Biker gets on his blue velomobile for 600km charity cycle

Trip from Malin Head to Mizen Head will raise funds to help people with sight loss

Duane Phillips in his velomobile, training for his fundraising cycle in aid of NCBI over the Easter weekend. Photograph: Dylan Vaughan

A biking enthusiast is set to turn heads as he attempts to cycle in a novel way from Ireland’s top to toe to raise money to help those with sight loss.

Duane Phillips has given himself 48 hours to complete the journey from Malin Head to Mizen Head in his colourful velomobile. The trip, to be undertaken from Good Friday to Easter Sunday, seeks to raise funds for NCBI, a charity close to his heart after a friend went blind.

Mr Phillips, who is originally from Manchester in the UK, moved to Rathlogin, Co Kilkenny 10 years, at the height of the recession.

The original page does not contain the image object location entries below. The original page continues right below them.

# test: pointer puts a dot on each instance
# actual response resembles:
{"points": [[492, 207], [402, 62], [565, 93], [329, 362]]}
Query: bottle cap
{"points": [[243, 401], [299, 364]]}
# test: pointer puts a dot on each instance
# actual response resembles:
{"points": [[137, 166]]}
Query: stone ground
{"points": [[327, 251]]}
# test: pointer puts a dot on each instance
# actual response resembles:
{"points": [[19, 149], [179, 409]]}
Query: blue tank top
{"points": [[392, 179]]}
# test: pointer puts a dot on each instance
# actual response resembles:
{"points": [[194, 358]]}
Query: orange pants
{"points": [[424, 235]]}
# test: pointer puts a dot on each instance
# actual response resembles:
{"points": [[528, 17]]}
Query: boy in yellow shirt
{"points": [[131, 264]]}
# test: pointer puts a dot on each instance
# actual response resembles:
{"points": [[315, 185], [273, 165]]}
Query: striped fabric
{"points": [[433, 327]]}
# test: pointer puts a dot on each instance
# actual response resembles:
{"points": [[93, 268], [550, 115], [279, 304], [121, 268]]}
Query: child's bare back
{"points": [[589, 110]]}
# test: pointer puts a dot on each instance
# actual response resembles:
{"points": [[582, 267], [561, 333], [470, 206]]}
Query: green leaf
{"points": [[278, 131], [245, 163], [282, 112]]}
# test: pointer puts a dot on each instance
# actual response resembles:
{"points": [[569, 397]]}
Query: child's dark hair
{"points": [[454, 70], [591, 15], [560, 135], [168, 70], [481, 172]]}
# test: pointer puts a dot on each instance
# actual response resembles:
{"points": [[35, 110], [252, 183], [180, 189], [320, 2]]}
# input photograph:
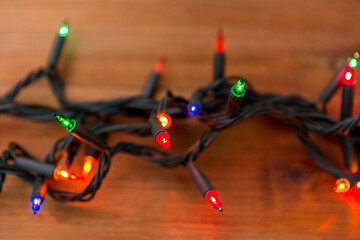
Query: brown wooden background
{"points": [[268, 184]]}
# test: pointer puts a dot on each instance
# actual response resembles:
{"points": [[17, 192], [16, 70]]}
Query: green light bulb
{"points": [[238, 90], [353, 62], [63, 30], [66, 122]]}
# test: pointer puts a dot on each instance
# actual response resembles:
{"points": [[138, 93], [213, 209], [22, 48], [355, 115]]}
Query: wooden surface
{"points": [[268, 184]]}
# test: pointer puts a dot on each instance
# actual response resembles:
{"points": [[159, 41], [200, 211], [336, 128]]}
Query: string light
{"points": [[209, 101], [63, 30], [163, 139], [342, 185], [62, 174], [353, 62], [213, 199], [165, 120], [69, 124], [349, 78], [194, 108], [87, 166]]}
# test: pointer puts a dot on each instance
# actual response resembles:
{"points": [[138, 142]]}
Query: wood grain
{"points": [[268, 184]]}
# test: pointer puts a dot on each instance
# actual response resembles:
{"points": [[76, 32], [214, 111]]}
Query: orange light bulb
{"points": [[342, 185], [88, 162], [62, 174]]}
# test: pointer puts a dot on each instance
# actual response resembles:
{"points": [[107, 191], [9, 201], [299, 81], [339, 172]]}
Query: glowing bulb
{"points": [[66, 122], [219, 46], [342, 185], [212, 197], [88, 164], [36, 203], [194, 109], [63, 30], [353, 62], [163, 139], [165, 120], [63, 174], [349, 78], [238, 90], [348, 75]]}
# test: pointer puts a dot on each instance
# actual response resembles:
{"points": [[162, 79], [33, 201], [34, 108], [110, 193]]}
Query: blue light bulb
{"points": [[194, 108], [36, 203]]}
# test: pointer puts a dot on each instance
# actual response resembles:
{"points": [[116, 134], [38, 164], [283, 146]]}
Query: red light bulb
{"points": [[163, 139], [159, 66], [342, 185], [349, 78], [212, 197], [165, 120], [219, 46]]}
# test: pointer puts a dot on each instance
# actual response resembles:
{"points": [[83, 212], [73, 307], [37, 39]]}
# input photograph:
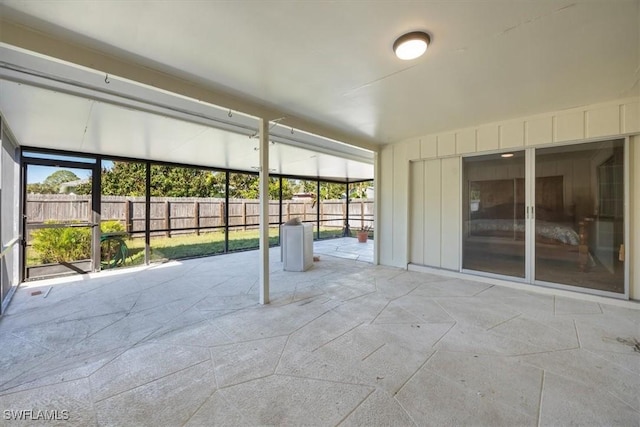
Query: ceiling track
{"points": [[23, 75], [42, 80]]}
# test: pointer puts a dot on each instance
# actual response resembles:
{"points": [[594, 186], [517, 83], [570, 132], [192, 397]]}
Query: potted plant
{"points": [[363, 233]]}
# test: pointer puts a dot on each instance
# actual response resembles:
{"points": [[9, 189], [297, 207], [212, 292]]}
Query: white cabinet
{"points": [[297, 247]]}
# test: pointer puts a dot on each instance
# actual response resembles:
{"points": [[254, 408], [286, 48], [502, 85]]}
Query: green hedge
{"points": [[66, 244]]}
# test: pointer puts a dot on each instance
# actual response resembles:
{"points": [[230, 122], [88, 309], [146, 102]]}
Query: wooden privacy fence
{"points": [[172, 215]]}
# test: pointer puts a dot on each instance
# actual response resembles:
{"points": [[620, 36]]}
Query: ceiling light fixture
{"points": [[411, 45]]}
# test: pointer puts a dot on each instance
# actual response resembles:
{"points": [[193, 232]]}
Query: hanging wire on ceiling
{"points": [[274, 123]]}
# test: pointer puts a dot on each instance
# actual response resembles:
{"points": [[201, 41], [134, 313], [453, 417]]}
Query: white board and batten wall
{"points": [[421, 179]]}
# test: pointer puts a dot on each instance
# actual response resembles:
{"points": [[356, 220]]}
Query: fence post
{"points": [[167, 217], [128, 220], [196, 216], [244, 215]]}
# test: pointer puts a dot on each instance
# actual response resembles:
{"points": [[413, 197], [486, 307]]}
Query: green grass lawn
{"points": [[192, 245]]}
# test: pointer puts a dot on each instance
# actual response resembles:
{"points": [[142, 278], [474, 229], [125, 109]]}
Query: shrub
{"points": [[66, 244]]}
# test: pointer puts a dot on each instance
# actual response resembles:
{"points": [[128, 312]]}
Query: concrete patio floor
{"points": [[345, 343]]}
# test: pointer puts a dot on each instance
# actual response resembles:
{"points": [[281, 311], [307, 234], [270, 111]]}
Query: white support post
{"points": [[264, 211], [377, 207]]}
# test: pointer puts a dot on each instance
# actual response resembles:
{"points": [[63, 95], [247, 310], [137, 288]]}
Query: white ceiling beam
{"points": [[67, 50]]}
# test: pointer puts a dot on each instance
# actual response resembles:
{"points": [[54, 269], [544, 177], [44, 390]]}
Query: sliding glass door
{"points": [[494, 214], [551, 216], [579, 215]]}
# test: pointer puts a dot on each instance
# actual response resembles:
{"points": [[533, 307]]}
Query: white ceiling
{"points": [[52, 119], [330, 62]]}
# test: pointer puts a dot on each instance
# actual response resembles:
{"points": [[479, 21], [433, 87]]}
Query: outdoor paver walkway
{"points": [[349, 343]]}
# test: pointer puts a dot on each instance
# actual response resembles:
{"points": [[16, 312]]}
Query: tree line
{"points": [[129, 178]]}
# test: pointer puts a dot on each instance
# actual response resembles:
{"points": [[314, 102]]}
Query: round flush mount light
{"points": [[411, 45]]}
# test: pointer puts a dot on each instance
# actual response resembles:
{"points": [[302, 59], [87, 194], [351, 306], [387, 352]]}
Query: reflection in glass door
{"points": [[579, 215], [494, 214]]}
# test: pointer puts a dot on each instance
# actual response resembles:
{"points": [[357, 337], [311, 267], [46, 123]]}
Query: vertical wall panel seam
{"points": [[441, 227], [585, 124], [475, 140]]}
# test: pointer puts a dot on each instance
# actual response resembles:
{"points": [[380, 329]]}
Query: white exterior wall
{"points": [[9, 220], [420, 177]]}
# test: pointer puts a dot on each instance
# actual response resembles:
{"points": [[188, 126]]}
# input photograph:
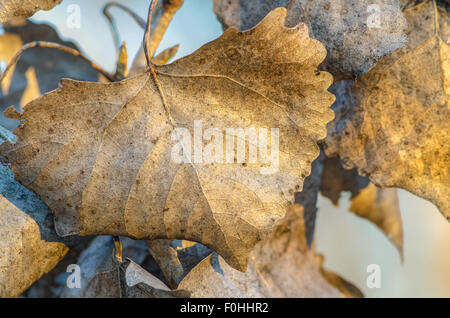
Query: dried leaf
{"points": [[106, 148], [281, 266], [307, 198], [177, 258], [39, 70], [29, 246], [336, 179], [23, 8], [356, 33], [381, 207], [397, 132], [102, 276]]}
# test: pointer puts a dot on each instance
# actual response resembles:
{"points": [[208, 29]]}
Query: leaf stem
{"points": [[152, 39], [57, 46], [115, 33]]}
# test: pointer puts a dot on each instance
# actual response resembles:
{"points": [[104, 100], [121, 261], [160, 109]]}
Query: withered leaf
{"points": [[381, 207], [102, 276], [280, 266], [100, 154], [356, 33], [38, 70], [397, 132], [29, 246], [177, 258], [23, 8]]}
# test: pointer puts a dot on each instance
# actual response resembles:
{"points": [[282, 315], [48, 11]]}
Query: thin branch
{"points": [[57, 46], [115, 32], [153, 39], [147, 43]]}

“I’ve 48 hours to do the trip but aiming to just start and just keep going. In theory I should be able to finish in less than 24 hours but if I come in in under 36 hours I’ll be happy.


“My friend Dave, who was also a workmate, went blind a couple of years ago, his eyesight wasn’t the best to begin with; then, after a gardening accident, he went completely blind which as you can imagine this seriously impacted on his life.”


Mr Phillips said NCBI, Ireland’s national charity for those who deal with sight loss, helped his friend “come to terms with his disability. So as payback for looking after my friend I’m trying to raise a few quid for them during the 600km trip.”

Put it in electric assist mode, and what you have in reality is a single-seater electric car

Never one to shirk a challenge, he has taken part in many novel challenges, including travelling on a scooter along the Wild Atlantic Way to fundraise for Aoibheann’s Pink Tie charity. For this trip, he is using his blue WAW velomobile.

He said the contraption – named after its creator, Frederik Van De Walle – “arrived in late August and I’ve been out training in it every weekend”, causing some amusement on the roads of Kilkenny, Laois and Tipperary.

He believes the velomobile is “an ideal short-range commuting vehicle” for Ireland’s congested cities. “Put it in electric assist mode, which requires the minimal effort to crank the velomobile up to 25 km/h, and what you have in reality is a single-seater electric car.”

While he is hoping to raise up to €5,000 for the NCBI during the trip, it’s clear this won’t be his last. “My father is 74 years old, an engineer, and still rides round on a Kawasaki 1440 motorbike, and it’s from him that I’ve inherited his adventurous spirit.”